With the economy relatively steady, Japan is ready for debate on tax increases and government program cuts to put the nation’s finances in order, according to Finance Minister Sadakazu Tanigaki.

“I think of myself as the sandbag,” Tanigaki said, indicating his willingness to take hits for politically unpopular moves.

The economic environment is different from 1997, when the government decided to raise the consumption tax to 5 percent from 3 percent, and so shouldered the blame for throwing cold water on the economy, he said.

He said the economy at the time was shackled to structural bad loans, stumbling each time things looked like they were getting better.

“We couldn’t even talk about tax hikes,” he said.

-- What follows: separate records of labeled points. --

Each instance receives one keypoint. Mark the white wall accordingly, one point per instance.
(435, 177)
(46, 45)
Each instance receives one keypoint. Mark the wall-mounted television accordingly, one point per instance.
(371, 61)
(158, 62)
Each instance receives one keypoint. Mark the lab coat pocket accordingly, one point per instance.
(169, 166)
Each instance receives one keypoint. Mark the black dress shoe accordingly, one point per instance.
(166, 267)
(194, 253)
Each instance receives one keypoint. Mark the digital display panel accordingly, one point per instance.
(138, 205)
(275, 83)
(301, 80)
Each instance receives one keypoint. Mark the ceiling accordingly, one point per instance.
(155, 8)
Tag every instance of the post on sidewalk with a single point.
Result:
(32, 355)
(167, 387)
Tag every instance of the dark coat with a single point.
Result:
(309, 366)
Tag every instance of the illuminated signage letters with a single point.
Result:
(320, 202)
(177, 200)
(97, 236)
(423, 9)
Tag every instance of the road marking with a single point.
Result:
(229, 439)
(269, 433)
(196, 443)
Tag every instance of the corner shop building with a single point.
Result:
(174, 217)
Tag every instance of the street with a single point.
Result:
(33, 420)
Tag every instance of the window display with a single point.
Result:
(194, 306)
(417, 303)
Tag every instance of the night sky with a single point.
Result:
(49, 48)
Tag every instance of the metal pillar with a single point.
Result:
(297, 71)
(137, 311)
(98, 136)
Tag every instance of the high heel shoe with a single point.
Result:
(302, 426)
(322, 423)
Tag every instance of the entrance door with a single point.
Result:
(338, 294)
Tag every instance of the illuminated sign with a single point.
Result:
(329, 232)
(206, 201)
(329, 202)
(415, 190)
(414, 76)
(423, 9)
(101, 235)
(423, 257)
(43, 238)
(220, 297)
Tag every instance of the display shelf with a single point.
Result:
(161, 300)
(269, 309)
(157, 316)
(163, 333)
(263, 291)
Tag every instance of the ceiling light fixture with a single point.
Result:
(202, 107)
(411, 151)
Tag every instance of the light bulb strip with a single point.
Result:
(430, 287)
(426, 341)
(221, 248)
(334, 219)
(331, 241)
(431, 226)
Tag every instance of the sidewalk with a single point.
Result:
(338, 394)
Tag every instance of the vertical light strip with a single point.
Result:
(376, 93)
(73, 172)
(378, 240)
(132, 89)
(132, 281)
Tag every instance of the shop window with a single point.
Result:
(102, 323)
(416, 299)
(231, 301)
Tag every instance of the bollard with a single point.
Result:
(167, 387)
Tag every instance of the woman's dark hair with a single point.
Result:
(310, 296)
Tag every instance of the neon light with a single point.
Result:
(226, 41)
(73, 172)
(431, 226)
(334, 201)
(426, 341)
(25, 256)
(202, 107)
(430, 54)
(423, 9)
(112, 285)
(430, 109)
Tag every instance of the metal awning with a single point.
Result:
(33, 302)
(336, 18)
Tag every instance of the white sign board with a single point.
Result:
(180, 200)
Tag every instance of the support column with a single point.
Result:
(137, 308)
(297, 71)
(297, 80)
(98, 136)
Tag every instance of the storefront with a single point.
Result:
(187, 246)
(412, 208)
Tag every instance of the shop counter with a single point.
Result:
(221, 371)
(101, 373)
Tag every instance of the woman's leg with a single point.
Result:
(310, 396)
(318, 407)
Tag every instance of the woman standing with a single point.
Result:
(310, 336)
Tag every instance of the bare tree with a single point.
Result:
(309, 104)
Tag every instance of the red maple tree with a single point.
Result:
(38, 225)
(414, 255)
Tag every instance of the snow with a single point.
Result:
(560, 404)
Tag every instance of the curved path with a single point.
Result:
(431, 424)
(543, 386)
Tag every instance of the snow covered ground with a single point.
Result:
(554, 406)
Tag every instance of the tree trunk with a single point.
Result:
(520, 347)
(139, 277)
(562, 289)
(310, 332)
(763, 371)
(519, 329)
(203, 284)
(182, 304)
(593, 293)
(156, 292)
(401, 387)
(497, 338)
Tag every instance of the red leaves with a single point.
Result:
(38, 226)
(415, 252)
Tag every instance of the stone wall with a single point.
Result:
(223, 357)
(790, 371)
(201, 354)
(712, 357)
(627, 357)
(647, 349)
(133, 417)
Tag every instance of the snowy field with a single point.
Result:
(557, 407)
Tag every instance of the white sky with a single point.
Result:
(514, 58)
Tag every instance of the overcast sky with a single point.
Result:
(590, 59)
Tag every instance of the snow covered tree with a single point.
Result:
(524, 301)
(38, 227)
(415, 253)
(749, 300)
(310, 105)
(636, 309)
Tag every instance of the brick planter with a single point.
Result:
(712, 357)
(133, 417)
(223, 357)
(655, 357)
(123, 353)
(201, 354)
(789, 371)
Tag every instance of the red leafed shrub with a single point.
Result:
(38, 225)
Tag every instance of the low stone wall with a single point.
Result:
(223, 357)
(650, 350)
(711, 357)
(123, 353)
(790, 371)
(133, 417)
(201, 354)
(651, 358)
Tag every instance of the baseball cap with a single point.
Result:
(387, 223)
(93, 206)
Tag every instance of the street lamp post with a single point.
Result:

But now, despite the uncertain state of the global economy due to high oil prices, the time is ripe to hold discussions to curb the public debt and seek public support, he said.

“We are forced to issue massive amounts of government bonds, and this will continue for a while,” Tanigaki said. “Keeping the Japanese government bond markets stable will be a huge assignment during my term and that of my successor.”

At the end of June, the government had issued a massive 571 trillion yen worth of JGBs to finance debt.

An aging population makes spending cuts and tax increases essential to sustain fiscal policy, Tanigaki said.

Prime Minister Junichiro Koizumi pledged in 2001 to bring the primary balance into the black at the beginning of the next decade.

A positive primary balance would mean a budget surplus in which tax revenues fully cover expenditures, excluding debt-servicing costs. Maintaining a surplus is a requirement to keep government debt from growing.

Since then, Koizumi has also promised not to increase the consumption tax during his term.

Tanigaki said debate on the consumption tax will come after the government decides whether to reduce or eliminate income tax breaks starting in either fiscal 2005 or fiscal 2006.

But Finance Ministry officials say Koizumi’s two promises are mutually exclusive.

Tanigaki himself equates balancing the nation’s finances with a “complex set of simultaneous equations.”

The ministry will examine public programs to decide whether the central or local governments can run them more efficiently to “make scanty revenues go a long way,” he said.

“People might call me miserly, but if the finance minister doesn’t speak up, who will?”